The web is littered with stories of people who love their Raspberry Pis but are disappointed to learn that the Pi often eats the SD card. I’ve recovered a card once, but otherwise had a few that have been destroyed and were not recoverable. I’ll lay out how I use This One Weird Trick(tm), ahem, to try and prolong the life of the SD card.

First I should point out that my Pi storage layout is not typical. I basically followed this guide to boot from SD card, but run the root filesystem on a flash drive. While the stated purpose of the guide is to help reduce activity on the SD card (and improve storage performance somewhat), I come at the SD card corruption issue from a different perspective.

In my view, the corruption is most likely caused by a timing bug which could be rather low-level in the design or implementation of the hardware itself. Writing to the card less often probably reduces the chances of corruption, but my personal feeling is that after a Pi has been powered on for a certain amount of time, you can’t really predict if the bug is going to manifest. I don’t believe that most instances of SD card corruption happen in the first hours or days of a Pi booting up, so my goal was to only write to it within that initial period of time, if possible.

After following the guide linked above, the SD card is now only hosting the /boot partition. After init has started on / (the external storage), we really don’t need /boot any longer. In the middle of my /etc/rc.local file, I’ve added
mount -o ro,remount /boot

In the typical usage of a running system, /boot doesn’t really need to be mounted read-write. Of course, if you forget it’s mounted read-only, then things like apt-get upgrade or rpi-update may certainly fail. Now when I want to run those commands I first reboot the Pi, and remount the /boot partition with
sudo mount -o remount,rw /boot

Once the updating is done, I reboot again and leave /boot read-only.

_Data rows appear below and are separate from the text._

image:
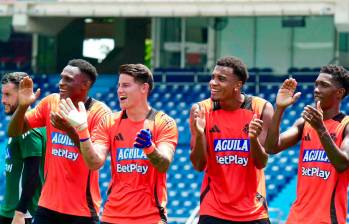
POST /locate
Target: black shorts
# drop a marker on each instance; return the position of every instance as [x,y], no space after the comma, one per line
[47,216]
[206,219]
[5,220]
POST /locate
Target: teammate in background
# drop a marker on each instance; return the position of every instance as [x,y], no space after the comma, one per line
[227,136]
[324,150]
[141,142]
[71,192]
[22,162]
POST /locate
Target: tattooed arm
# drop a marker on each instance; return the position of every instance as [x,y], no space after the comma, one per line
[162,156]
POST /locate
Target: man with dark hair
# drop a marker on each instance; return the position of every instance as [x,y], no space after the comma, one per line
[324,149]
[141,142]
[227,136]
[22,161]
[71,191]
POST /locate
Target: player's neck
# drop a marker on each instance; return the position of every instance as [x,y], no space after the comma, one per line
[233,103]
[138,113]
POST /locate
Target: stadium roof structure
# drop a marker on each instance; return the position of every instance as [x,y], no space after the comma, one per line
[166,8]
[48,16]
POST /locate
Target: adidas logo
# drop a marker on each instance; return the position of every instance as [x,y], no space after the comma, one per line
[214,129]
[307,137]
[333,136]
[118,137]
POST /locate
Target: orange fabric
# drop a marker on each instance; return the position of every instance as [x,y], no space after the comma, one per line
[319,186]
[233,188]
[134,182]
[66,175]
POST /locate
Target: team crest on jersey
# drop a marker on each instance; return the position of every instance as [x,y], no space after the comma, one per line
[315,155]
[130,154]
[245,129]
[61,139]
[241,145]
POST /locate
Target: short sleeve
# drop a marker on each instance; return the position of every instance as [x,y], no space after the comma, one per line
[32,143]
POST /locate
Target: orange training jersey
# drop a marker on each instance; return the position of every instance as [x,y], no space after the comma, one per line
[233,188]
[69,187]
[137,192]
[321,190]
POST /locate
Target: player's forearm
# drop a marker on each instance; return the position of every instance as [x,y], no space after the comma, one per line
[92,158]
[198,155]
[259,156]
[17,124]
[160,159]
[73,136]
[31,181]
[272,140]
[339,159]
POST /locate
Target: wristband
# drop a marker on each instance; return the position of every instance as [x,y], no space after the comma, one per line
[322,133]
[83,134]
[149,150]
[83,139]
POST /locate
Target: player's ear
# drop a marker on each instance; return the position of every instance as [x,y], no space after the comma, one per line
[341,93]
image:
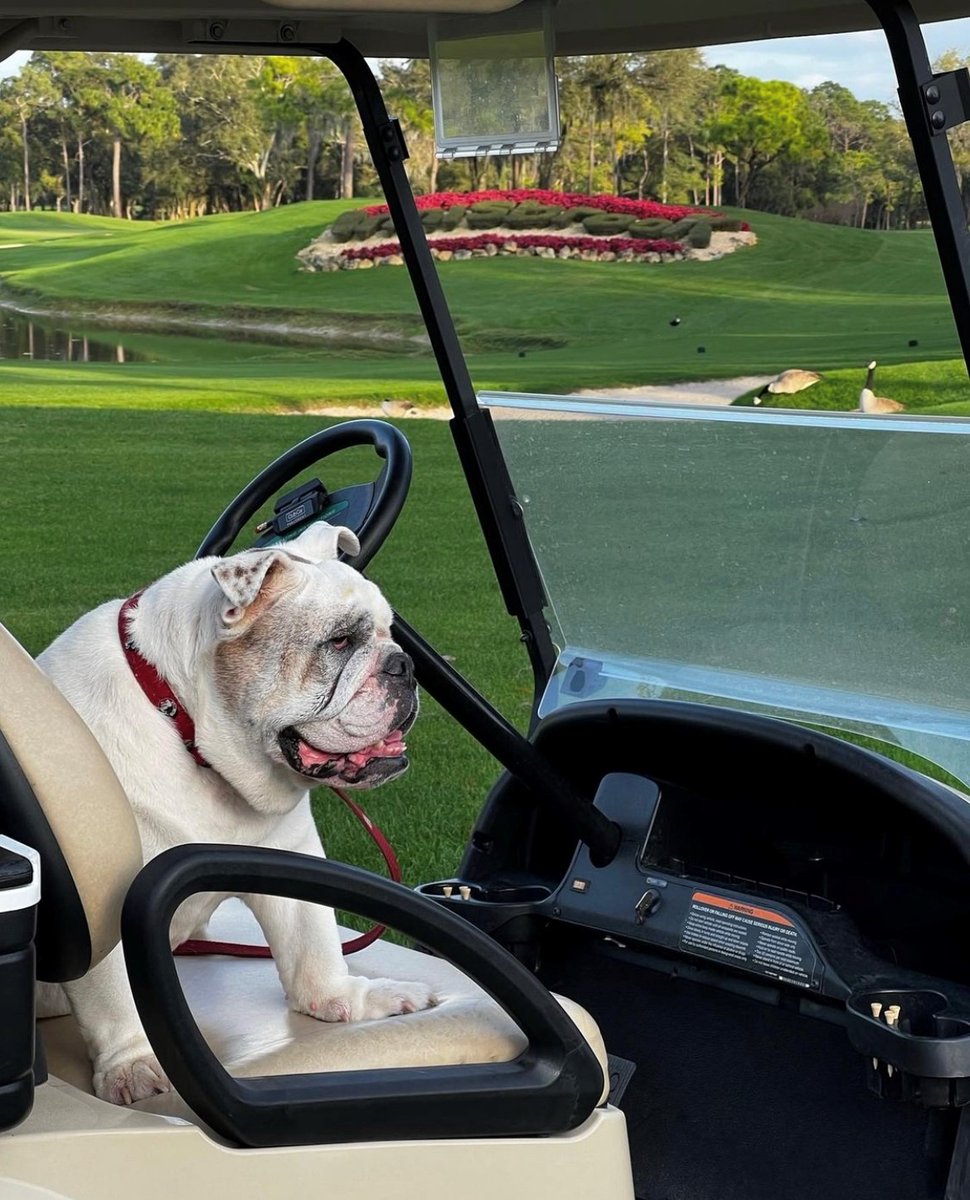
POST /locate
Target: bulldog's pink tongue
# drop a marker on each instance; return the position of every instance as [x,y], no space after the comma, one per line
[390,748]
[310,756]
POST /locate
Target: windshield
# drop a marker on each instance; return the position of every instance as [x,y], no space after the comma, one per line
[801,564]
[738,430]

kworker using cpu on an otherwise idle system

I have an old thin client that I upgraded to a home server by adding some additional RAM and storage. I noticed after a recent kernel upgrade that the system seemed sluggish at times, despite doing nothing in particular at the time. top showed that a kworker process was using CPU, not all of it, but perhaps 25 to 50% of the total CPU.

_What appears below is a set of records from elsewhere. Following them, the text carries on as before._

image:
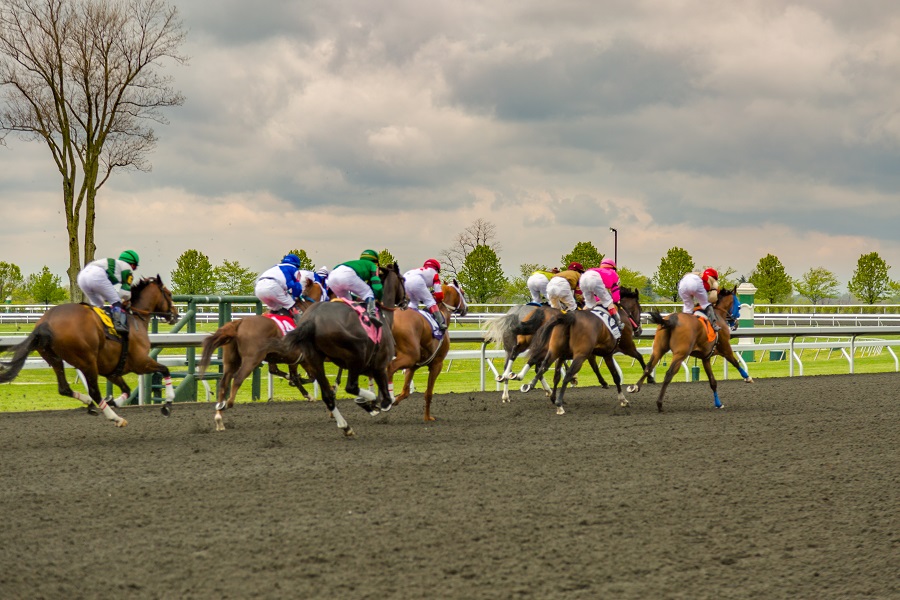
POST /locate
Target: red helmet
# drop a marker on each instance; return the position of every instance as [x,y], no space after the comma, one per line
[710,273]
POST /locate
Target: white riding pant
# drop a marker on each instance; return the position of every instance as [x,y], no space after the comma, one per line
[97,287]
[344,281]
[691,290]
[418,292]
[594,290]
[537,286]
[273,294]
[560,294]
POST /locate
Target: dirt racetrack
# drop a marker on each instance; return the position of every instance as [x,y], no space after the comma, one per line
[791,491]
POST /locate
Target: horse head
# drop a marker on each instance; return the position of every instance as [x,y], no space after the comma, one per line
[393,291]
[631,306]
[150,298]
[455,298]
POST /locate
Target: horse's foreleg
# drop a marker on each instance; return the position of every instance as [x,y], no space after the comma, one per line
[713,385]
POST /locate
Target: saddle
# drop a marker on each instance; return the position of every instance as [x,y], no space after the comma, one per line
[285,323]
[607,319]
[373,332]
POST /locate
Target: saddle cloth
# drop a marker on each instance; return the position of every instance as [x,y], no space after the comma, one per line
[104,314]
[284,322]
[704,320]
[373,332]
[436,332]
[602,314]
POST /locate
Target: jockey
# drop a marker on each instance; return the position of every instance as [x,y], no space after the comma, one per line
[602,284]
[423,285]
[98,280]
[360,278]
[702,289]
[537,283]
[563,287]
[279,287]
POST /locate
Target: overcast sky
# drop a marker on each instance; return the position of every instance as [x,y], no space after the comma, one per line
[730,129]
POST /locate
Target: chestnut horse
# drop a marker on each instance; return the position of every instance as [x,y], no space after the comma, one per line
[417,347]
[245,345]
[580,335]
[332,331]
[685,335]
[74,334]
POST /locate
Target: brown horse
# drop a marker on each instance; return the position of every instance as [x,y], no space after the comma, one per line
[514,331]
[245,345]
[685,335]
[333,331]
[580,335]
[74,334]
[417,347]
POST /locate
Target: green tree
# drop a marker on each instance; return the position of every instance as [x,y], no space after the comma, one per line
[771,281]
[870,282]
[193,274]
[45,287]
[82,76]
[672,268]
[234,280]
[631,279]
[10,280]
[479,233]
[817,284]
[481,275]
[585,253]
[386,258]
[306,262]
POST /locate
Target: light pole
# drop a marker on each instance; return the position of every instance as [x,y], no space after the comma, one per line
[615,244]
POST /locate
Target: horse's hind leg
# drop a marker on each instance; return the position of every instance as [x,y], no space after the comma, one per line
[713,384]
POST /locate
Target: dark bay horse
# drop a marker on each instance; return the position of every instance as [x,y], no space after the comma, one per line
[74,334]
[686,335]
[580,335]
[245,345]
[416,347]
[332,331]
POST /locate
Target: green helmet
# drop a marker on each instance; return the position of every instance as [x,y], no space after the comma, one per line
[369,255]
[131,257]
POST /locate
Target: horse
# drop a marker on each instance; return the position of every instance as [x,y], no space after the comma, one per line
[580,335]
[73,333]
[417,347]
[245,345]
[333,331]
[514,332]
[685,335]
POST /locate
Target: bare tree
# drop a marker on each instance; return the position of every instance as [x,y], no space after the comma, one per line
[82,76]
[479,233]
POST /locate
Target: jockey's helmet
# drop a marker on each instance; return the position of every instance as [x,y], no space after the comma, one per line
[131,257]
[291,259]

I did a lot of searching to try and track down the offender. I used tools such as perf and iotop, read about various tunables under /proc related to power management. Finally, I ran Intel’s powertop command. It showed that “Audio codec alsa…” was hammering on some event loop.

I looked at the loaded kernel modules, and on a whim, I did sudo rmmod snd_hda_intel and that fixed the issue for me.

Others may find that a kworker is running in a tight loop for some other reason. It could be some other misbehaving driver or an I/O problem.

Finding how much time Apache requests take

When a request is logged in Apache’s common or combined format, it doesn’t actually show you how much time each request took to complete. To make reading logs a bit more confusing, each request is logged only once it’s completed. So a long-running request may have an earlier start time but appear later in the log than quicker requests.

To help look at some timing info without going deep enough to need a debugger, I decided that step one was to use a custom log format that saved the total request time. After adding usec:%D to the end of my Apache custom log format, we can now see how long various requests are taking to complete.

tail -q -1000 *access.log | mawk 'FS="(:|GET |POST | HTTP/1.1|\")" {print $NF" "$6}' | sort -nr | head -100 > /tmp/heavy2

I’m using the “%D” format for compatibility with older Apache releases, which reports the response time in microseconds. I would prefer milliseconds, but when I tried using “%{ms}T” on a server running 2.4.7, it didn’t work; too old. This output is a bit hard to read when looking at the numbers, so we can try to add in a little visual aid with commas as the thousands separator.

cat /tmp/heavy2 | xargs -L 1 printf "%'d %s\n" | less

Note that because we are measuring the total request time, some of the numbers may be high due to remote network latency or a slow client. I recommend correlating several samples before blaming some piece of local application code.

Hope this helps finding your long-running requests!